She scrunched her nose. “You just go ‘round carryin’ that daisy? It ain’t real, is it?”

The girl reached to touch it, but Saros pulled it back and looked down. “No, it’s not.”

“Well, I suppose you can come back to my place. It’s just me. Mom and Dad’s right down the road, though. So, don’t you try nothin’,” she warned.

Saros looked in her grey-blue eyes and studied her pin-straight, light blonde hair that frizzed a little at the ends. Nothing about her was attractive to him, but she seemed nice. “Don’t worry, I’m harmless,” he assured her.

“C’mon.” She gestured toward a faded pickup and they both walked over and got in.

The ride to her house was silent, except for a cassette tape of Kenny Rogers that sauntered through her speakers. She drove and Saros focused on the situation. What could’ve killed the chickens? Why were their crows still being heard? Where had he ran into ghost chickens before? It was somewhere during one of his Earth lives, but which?

It was that agitating feeling of having the perfect word on his finger tips and not being able to recall it. Maybe he needed a little rest and he’d remember. From out of the silence the waitress spoke up. “We’re almost there. By the way, never got your name. I’m Tammy.”

Saros nodded. “Hey, name’s Saros.”

“That’s an interesting name you got there,” she mentioned.

“You don’t like it?”

“Didn’t say I didn’t like it, just different. That’s all. Hey, didn’t see ya carrying any luggage. If you need spare clothes and stuff, I can get them for ya when we reach the house.” Tammy offered.

Saros was growing suspicious of her eagerness. “That’s sure nice of you.”

“Well,” she shrugged. “In a town like this, you gotta take care of one another. Ya know?”

He agreed and they reverted back to the bluegrass silence until she turned down a graveled path and parked in front of a brown one-story-double wide. Some clothes sat out on a wire line connected to two trees.

When Saros opened the door, a brown blood-hound greeted him. “Sammy! Don’t jump on the man!” Tammy scolded. Saros chuckled and pat the dog on the head. Tammy turned to him. “C’mon, I’ll show ya ‘round here.”

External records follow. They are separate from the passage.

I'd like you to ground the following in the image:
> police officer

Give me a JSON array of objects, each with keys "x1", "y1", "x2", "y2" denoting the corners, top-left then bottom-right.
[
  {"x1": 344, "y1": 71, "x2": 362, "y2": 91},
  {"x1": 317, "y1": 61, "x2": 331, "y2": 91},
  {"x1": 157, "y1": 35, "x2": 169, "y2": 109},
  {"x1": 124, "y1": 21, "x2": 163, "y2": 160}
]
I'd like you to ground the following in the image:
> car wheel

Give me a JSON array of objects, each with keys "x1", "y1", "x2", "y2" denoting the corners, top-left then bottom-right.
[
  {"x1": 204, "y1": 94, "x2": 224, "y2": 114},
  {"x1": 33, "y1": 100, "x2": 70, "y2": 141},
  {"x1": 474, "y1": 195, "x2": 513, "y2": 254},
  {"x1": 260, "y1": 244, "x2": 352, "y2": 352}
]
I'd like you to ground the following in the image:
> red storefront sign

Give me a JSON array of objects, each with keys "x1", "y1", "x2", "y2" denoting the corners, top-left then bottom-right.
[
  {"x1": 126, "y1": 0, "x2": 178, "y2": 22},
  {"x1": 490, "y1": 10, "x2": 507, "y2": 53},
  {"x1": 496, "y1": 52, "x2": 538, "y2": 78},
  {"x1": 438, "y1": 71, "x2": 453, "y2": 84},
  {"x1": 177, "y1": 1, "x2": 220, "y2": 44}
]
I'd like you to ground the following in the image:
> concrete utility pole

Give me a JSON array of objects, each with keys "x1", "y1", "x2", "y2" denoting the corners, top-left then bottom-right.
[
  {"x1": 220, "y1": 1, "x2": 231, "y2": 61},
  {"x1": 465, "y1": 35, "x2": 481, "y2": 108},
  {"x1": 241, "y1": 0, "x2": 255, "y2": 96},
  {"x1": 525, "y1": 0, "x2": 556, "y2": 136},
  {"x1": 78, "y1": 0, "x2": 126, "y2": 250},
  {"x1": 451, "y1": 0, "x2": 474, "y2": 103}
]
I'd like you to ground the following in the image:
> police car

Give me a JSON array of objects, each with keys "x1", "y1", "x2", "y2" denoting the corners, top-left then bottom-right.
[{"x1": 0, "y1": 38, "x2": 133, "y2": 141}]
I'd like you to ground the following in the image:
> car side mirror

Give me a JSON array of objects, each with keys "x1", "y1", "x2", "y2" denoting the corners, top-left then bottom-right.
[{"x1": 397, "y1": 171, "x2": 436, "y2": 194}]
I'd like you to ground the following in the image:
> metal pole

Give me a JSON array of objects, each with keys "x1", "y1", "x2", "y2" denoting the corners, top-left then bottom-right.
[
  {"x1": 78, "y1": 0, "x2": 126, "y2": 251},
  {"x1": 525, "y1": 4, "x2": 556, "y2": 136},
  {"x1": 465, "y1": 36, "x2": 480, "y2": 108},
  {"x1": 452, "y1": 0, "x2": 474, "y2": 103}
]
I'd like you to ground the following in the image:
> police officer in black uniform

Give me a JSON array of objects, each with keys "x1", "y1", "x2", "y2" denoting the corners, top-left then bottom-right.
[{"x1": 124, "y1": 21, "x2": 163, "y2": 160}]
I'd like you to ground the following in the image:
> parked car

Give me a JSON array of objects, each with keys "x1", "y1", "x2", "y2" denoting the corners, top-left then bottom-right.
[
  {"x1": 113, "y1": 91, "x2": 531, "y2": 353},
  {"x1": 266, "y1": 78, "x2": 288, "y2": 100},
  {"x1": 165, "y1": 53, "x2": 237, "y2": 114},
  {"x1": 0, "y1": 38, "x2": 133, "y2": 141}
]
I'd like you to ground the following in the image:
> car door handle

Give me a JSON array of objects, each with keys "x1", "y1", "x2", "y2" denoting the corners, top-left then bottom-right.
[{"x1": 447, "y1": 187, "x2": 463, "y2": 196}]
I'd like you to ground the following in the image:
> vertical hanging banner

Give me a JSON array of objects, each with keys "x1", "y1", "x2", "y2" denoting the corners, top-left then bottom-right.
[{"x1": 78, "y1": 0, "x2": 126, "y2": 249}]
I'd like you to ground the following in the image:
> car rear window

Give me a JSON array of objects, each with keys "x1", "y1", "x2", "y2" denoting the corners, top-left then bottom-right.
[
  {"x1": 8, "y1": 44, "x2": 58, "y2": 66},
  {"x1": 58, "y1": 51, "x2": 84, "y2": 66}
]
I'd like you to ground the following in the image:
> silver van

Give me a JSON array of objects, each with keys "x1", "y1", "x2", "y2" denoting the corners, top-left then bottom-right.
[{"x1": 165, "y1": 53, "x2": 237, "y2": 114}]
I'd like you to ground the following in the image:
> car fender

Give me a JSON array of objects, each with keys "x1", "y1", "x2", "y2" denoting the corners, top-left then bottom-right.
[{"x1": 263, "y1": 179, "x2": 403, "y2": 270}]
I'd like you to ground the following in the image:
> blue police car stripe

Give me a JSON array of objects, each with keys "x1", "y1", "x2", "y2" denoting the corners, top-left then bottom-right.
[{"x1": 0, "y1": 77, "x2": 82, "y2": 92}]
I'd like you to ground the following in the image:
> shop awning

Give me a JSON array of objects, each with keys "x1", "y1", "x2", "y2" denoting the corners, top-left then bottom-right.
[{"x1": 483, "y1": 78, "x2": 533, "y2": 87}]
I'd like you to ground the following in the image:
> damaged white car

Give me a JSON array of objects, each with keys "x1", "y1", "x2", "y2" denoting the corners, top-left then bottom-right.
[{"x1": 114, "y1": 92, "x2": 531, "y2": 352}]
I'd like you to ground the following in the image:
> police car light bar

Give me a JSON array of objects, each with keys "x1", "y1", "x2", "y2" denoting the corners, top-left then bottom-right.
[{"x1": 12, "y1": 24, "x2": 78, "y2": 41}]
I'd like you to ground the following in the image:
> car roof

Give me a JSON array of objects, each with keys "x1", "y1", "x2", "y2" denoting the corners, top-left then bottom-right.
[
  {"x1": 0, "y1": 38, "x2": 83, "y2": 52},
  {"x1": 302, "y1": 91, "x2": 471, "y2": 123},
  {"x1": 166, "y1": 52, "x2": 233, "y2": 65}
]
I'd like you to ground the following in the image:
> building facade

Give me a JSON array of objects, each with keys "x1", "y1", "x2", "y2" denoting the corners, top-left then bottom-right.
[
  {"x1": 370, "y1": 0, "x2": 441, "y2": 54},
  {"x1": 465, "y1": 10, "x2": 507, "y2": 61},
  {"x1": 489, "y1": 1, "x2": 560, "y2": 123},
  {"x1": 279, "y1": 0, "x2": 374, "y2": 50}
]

She took Saros on the tour of the small, but comfortable home. As she did, his mind lost itself in speculation of him and Mira living somewhere like that. How they could sit outside on the wooden porch as a twangy wind weaved around their laughs. How he’d grab her around the waist and kiss her all the way into the living room. How he’d catch her head with his hand before it fell against a tan sofa.

“…So. That’s it… Oh, I’ll show you to your room and you can clean up, if you’d like.” He jolted at her words. “Hello?” She waved a hand in front of his face.

“Uh, yeah…” In his daydream, he’d missed everything she told him.

Tammy sighed, thinking the traveler was probably tired and half-scolded herself for taking him in. She knew she’d be the conversation that’d linger between glasses of lemonade and hair-dryers, but she didn’t care. Hadn’t she always been the go-to for whispered intrigue?

“Well, there’s clothes hangin’ up already in that closet, right there. Shower’s down the hall. Get yourself cleaned up and rested. I’m gonna get to makin’ dinner.”

“Heh, thanks,” Saros half-replied.

Tammy turned and left him to it. He placed the daisy on his pillow and sifted through the clothing that hung in the closet. He wondered where she’d gotten it all. Maybe a brother? Maybe she had a plethora of male visitors? Regardless, it wasn’t his place to judge.

He came across a fresh pair of jeans and simple navy cotton t-shirt that looked as though it’d fit him. He grabbed them and took off toward the bathroom where he found razors, deodorant, basically everything he’d need to clean up. He wondered if the woman was her own hotel.

He washed and returned to the bedroom where he lay against the fresh sheets, reveling in the comfort of the mattress. Saros closed his eyes until he heard Tammy’s shrill call for dinner. He got up, straightened his shirt, and headed down the hall.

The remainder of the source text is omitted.